はたらくことは、いきること

重度心身障害と発達障害、それぞれの「暮らし」を見つめる

はたらくことはいきること

発達障害

子ども

国際医療福祉リハビリテーションセンター なす療育園 リハビリテーション科 梅原幸子さんと、2人の入所者・通所者。

重度心身障害と発達障害、それぞれの「暮らし」を見つめる

 国際医療福祉リハビリテーションセンター なす療育園は、重度の知的障害と重度の肢体不自由が重なっている児童の健康管理を行い、またその成長や発達を支援する医療型障害児入所/療養介護施設だ。リハビリテーション科に勤務する作業療法士・梅原幸子さんは、重度心身障害の入所者、および発達障害のある児童の外来を担当している。

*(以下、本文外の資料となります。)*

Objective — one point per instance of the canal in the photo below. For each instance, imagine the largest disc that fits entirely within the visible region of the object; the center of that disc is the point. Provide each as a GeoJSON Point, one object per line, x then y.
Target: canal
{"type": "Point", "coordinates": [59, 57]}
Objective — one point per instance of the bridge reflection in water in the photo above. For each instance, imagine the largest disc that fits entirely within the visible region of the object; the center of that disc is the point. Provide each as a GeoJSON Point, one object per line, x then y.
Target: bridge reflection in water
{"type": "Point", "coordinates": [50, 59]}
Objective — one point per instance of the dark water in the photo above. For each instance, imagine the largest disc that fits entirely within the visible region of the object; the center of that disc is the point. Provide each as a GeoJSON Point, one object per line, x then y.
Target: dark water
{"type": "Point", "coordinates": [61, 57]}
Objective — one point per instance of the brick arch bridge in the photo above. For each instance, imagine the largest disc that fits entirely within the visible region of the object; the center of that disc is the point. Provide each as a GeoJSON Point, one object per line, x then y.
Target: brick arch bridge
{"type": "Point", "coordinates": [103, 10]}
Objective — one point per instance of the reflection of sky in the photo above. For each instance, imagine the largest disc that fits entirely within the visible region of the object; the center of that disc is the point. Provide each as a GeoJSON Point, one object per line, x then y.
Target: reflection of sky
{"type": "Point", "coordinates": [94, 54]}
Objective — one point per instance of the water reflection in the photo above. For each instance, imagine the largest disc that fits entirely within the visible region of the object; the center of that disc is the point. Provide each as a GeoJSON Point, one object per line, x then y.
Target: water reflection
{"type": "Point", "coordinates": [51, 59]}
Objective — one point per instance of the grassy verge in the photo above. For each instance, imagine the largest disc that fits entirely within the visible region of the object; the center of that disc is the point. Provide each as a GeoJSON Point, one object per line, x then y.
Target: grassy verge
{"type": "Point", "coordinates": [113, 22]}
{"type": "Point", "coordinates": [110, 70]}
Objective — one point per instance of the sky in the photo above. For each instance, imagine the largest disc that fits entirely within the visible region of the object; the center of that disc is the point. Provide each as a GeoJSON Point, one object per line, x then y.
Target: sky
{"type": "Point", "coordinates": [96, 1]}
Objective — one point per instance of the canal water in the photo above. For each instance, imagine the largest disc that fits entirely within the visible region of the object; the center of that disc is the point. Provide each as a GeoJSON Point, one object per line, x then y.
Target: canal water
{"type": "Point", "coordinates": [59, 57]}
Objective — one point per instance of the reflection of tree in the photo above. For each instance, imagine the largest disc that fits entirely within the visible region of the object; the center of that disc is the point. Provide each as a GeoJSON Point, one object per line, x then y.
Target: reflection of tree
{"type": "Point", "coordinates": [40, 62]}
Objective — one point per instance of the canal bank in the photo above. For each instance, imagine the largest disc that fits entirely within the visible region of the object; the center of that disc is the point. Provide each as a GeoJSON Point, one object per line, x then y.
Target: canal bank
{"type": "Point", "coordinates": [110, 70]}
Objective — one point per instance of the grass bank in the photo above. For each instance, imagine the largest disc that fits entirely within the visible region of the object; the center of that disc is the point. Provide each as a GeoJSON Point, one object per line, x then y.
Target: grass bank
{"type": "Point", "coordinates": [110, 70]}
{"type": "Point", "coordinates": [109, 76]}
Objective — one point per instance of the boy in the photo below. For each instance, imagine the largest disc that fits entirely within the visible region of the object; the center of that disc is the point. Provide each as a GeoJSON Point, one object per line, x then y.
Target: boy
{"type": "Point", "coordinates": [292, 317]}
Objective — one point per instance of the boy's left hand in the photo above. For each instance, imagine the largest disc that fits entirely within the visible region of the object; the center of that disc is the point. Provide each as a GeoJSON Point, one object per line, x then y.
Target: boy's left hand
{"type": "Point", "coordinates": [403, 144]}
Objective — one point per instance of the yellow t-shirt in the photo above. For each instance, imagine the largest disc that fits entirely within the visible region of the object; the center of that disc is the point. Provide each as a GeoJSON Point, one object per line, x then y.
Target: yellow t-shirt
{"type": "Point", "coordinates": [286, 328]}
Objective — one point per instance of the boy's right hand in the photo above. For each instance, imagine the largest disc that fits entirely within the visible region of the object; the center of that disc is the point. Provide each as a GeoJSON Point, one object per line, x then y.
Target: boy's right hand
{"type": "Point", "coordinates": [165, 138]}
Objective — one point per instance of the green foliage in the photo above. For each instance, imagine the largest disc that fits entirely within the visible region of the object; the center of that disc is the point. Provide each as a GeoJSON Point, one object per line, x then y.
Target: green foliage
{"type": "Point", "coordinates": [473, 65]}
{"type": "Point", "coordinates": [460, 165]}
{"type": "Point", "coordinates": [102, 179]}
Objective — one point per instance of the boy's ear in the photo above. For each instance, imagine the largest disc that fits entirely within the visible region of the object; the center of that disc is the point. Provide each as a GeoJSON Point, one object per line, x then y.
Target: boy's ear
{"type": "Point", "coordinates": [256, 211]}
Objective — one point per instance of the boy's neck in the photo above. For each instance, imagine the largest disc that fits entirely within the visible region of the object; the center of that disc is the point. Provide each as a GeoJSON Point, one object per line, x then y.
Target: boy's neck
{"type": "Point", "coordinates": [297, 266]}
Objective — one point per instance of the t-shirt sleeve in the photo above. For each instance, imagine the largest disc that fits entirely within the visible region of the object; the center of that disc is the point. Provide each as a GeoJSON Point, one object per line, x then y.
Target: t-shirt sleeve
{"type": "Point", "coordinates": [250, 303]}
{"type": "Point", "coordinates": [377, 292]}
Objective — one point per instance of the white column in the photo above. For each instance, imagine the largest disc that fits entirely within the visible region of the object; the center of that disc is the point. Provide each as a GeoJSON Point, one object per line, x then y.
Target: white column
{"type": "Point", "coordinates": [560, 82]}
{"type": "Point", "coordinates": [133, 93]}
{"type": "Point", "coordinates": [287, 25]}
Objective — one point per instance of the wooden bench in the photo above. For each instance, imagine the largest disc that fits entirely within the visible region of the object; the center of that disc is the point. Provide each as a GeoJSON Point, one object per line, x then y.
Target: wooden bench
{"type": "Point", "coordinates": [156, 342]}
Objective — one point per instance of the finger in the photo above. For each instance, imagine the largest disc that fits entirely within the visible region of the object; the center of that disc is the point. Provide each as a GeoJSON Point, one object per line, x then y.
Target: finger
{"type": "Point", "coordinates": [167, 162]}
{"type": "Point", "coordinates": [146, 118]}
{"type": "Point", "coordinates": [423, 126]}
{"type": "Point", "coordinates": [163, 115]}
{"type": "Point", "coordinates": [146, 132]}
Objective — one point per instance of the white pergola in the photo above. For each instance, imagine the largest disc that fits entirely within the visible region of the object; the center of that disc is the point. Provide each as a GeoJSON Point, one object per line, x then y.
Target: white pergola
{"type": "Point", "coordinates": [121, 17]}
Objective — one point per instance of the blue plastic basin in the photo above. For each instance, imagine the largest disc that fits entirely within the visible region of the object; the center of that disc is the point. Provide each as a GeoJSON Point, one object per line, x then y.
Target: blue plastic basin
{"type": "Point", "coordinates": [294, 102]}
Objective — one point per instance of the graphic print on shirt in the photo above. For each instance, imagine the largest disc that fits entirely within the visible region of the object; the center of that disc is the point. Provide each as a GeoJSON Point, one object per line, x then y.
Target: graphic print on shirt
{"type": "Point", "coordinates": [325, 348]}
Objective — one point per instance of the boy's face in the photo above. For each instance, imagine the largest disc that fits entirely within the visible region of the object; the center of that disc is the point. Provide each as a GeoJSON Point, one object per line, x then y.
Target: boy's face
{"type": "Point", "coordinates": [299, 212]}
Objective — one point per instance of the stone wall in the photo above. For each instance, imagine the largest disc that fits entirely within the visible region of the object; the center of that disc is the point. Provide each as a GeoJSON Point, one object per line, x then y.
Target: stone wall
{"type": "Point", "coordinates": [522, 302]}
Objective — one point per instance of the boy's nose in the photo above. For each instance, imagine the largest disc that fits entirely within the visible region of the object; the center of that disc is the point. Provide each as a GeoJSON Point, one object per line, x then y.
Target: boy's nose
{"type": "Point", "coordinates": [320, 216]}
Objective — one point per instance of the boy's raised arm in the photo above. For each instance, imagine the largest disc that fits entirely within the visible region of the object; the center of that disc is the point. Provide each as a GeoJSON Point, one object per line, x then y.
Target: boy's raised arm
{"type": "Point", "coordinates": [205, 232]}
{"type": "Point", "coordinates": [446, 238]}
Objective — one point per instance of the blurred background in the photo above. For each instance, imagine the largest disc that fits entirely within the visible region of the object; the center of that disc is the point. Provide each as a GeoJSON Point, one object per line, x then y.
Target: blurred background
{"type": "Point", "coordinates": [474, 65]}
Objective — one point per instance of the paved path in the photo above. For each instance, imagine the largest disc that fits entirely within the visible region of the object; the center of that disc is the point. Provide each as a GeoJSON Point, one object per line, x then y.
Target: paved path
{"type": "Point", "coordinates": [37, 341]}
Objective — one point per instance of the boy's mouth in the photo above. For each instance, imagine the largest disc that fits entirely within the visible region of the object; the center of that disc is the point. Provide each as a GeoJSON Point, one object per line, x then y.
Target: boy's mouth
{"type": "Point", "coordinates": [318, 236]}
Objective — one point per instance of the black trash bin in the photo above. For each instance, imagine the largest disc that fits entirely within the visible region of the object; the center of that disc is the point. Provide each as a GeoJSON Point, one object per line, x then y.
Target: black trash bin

 重度の心身障害がある人の多くはベッドの上で寝たきりで過ごしている。また、会話はもちろん、自分の意思を表現することが難しい人も多く、家族を含めた周囲の人とのコミュニケーションに課題を抱える。梅原さんが担当する入所者の中で、一番障害が重いのは、20代後半の方だそう。「その方は、在宅介護期間が長かったんですが、8年くらい前に入所されました。親御さんだけでは介護が難しくなったことがきっかけです。高齢に加え、お子さん以外のご家族で、介護が必要になった方がいらっしゃったそうです」。入所に際しては、これまでの暮らしの様子を家族からお聞きし、できるだけ自宅の環境に近づけるようにしたという。「小さいころの様子や、自宅の環境を聞いて、特にベッドまわりはなるべく自宅に近い環境にしました」。歌謡曲をよく流していた、と聞いて、ラジカセを持ち込み、音楽を流すようにした。また、光に対する反応がいいことが次第にわかってきた。「ミラーボールやディスコライトを使うと、目を大きく見開いたりするんです」。そこで、病棟での暮らしや作業療法で、光の刺激を取り入れるようにした。体を動かすことができず、一日ベッドで過ごしているため、当初はどうしても日中寝てしまうことが多かったという。でも音や光の刺激がある環境を整備することで、起きていられる時間が長くなった。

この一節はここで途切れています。